# Trapped



## squiggley (21 Dec 2009)

The sucker holding my dc had started to harden and lost its grip today. Ordered a new one from AE. Later this afternoon I noticed it had droped again and I noticed this.






Thought I was going to add a to dc to the AE order but






Just swimming free behind my thumb


----------



## amy4342 (21 Dec 2009)

I've lost 4 fish that way! A cardinal, then another Cardinal, and then, I found a gold tetra AND a Cardinal in there in the same time! All in the space of like, two weeks. None of mine survived  . I put a mesh on the bottom then, but now it dosen't work. But I'm afraid to take the mesh off. Unbelievable!


----------



## Themuleous (22 Dec 2009)

Daft thing!! It must have jumped into it pass the air bubble!!!

Sam


----------



## aaronnorth (22 Dec 2009)

amy4342 said:
			
		

> I've lost 4 fish that way! A cardinal, then another Cardinal, and then, I found a gold tetra AND a Cardinal in there in the same time! All in the space of like, two weeks. None of mine survived  . I put a mesh on the bottom then, but now it dosen't work. But I'm afraid to take the mesh off. Unbelievable!
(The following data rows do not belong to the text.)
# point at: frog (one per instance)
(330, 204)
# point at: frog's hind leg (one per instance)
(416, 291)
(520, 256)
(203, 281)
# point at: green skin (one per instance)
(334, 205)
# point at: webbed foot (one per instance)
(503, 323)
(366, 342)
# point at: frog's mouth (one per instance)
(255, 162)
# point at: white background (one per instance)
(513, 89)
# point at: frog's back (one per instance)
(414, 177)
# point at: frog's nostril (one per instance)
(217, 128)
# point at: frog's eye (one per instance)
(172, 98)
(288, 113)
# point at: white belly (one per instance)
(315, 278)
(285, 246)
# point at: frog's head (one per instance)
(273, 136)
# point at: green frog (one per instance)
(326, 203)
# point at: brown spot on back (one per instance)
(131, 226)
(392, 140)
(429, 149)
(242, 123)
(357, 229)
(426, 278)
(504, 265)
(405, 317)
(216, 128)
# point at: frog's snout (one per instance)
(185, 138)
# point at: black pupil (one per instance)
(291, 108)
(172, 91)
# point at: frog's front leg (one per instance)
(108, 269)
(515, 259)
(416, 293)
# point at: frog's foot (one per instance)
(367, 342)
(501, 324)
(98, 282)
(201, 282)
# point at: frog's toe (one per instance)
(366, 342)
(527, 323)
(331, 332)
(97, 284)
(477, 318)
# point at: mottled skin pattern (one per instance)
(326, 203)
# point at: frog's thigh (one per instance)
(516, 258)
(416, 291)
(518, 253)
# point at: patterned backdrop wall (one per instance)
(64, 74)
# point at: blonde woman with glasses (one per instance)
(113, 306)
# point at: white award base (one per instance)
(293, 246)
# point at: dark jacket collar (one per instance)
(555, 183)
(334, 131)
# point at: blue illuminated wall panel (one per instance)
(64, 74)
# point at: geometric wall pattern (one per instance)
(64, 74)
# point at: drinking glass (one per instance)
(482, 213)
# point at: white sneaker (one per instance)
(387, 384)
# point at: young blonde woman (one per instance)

why doesnt it work? surely the mesh still allows gas exchange to take place?


----------



## squiggley (22 Dec 2009)

Themuleous said:
			
		

> Daft thing!! It must have jumped into it pass the air bubble!!!
> 
> Sam



It had fallen to the bottom of the tank and therefore filled with water so no air bubble to jump thru


----------



## Themuleous (23 Dec 2009)

Oh right I see.

Sam


----------



## Simon D (24 Dec 2009)

Amazing! Great pics, well done for the safe release and thanks for sharing this.


----------



## Will Ingram (7 Jan 2010)

Strange!
What is that fish that anyway?


----------